The inaugural address asserted that "the only thing we have to fear is fear itself" and signalled that "broad executive power to wage a war against the emergency" would be requested.
Congress was overwhelmingly Democratic (59 to 36 in the Senate, 313 to 117 in the House) and willing to delegate. The First Hundred Days (9 March to 16 June 1933) saw 15 major Acts passed in 100 days, the most concentrated burst of legislation in American history.
Banking and finance
The Emergency Banking Act (9 March 1933). Passed in eight hours, it authorised the Treasury to inspect banks and reopen sound ones, made hoarding of gold illegal, and gave the Federal Reserve power to issue currency on bank assets.

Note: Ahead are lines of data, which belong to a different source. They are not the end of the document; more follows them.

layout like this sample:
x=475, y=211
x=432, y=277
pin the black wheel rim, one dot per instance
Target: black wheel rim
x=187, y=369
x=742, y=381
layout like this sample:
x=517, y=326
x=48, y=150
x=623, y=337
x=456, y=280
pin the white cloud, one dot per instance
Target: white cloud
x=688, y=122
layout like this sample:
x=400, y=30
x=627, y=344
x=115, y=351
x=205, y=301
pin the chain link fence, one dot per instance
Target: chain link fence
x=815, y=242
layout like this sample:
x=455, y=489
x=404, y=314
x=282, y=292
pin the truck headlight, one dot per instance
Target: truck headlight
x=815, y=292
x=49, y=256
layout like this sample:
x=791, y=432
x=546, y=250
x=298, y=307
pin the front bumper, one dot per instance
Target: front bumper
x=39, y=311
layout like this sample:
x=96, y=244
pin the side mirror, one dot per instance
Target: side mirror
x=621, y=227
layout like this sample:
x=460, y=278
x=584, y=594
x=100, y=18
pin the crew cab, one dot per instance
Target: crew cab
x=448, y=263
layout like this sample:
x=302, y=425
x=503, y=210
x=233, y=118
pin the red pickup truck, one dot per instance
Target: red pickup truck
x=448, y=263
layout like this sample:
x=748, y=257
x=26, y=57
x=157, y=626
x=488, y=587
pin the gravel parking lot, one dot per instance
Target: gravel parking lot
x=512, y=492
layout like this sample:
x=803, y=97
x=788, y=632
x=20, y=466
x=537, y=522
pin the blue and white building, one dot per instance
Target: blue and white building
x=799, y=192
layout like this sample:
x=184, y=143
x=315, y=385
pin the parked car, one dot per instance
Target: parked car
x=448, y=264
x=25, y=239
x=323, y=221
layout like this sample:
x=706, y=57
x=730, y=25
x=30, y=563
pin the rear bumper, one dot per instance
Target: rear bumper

The first fireside chat (12 March 1933, "On the Banking Crisis"). Roosevelt explained on radio (around 60 million listeners) what depositors should expect. Banks reopened on 13 March; by 15 March around 75 per cent of Federal Reserve member banks were operating with public confidence restored.
The Securities Act (27 May 1933). Imposed federal disclosure on new securities issues. The Securities Exchange Act (6 June 1934) created the Securities and Exchange Commission and regulated trading.
The Glass-Steagall Banking Act (16 June 1933). Separated commercial banking from investment banking and created the Federal Deposit Insurance Corporation, insuring deposits up to 2,500 dollars (raised to 5,000 in 1934).
Going off gold. Executive Order 6102 (5 April 1933) banned private holding of gold above 100 dollars in value. The Gold Reserve Act (30 January 1934) devalued the dollar to 35 dollars per ounce, from 20.67. The devaluation increased the dollar value of the gold stock and gave the Treasury room to expand the money supply.
Relief
The Federal Emergency Relief Administration (12 May 1933). Granted 500 million dollars to states under Harry Hopkins (a former social worker from Iowa). FERA worked through state and local agencies, the constraint that had hobbled Hoover.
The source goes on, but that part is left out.